那人正是夜霄。
亦浅白九对视了一眼,然后小心往夜霄的方向走去,眨眼就到近前。
然夜霄对两人的到来仿若毫无所知,只见他禁闭双眼打坐于明珠之下,他头顶上的宝珠微微运转,好似在维持着他的生机。
亦浅纳闷地看了许久,也没看出什么名堂。夜霄就像没知觉地坐在那,没有一点动静,甚至都察觉不到他的气息。

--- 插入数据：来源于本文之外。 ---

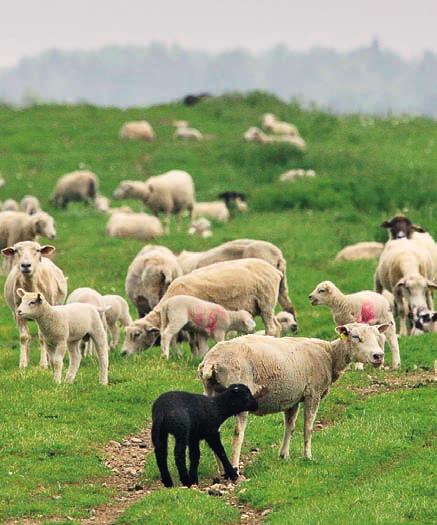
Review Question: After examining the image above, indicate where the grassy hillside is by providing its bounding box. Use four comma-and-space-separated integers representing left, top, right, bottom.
0, 94, 437, 525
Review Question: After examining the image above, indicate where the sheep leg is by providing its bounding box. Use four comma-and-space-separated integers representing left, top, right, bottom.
303, 396, 320, 459
49, 341, 67, 384
189, 441, 200, 485
206, 432, 238, 481
385, 321, 401, 369
16, 317, 30, 368
174, 436, 191, 487
232, 412, 249, 469
65, 341, 82, 383
279, 403, 299, 459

亦浅疑惑地看向白九,待白九察到她疑惑的目光后,方踮起脚尖,在白九耳边小声问道:
“哥哥,这是个什么情况?”
微热的呼吸让白九不自在地动了动耳朵,他看了亦浅一眼,然后学着她方才的动作也趴在亦浅耳边小声说:
“他在吸收历任魔教教主的功力,瞧见那圆珠了吗,看样子应该吸收的差不多了。也不知道吸收完会是个什么光景,直接踏碎虚空,直登仙门?”
想了想,白九又笑着在亦浅耳边说:
“还有阿浅,夜霄如今五窍俱封,你就是在他眼皮子下吼梆子腔他也听不见,看来宋如在门外的真情流露夜霄是半分都没有听见啦,真是可惜!”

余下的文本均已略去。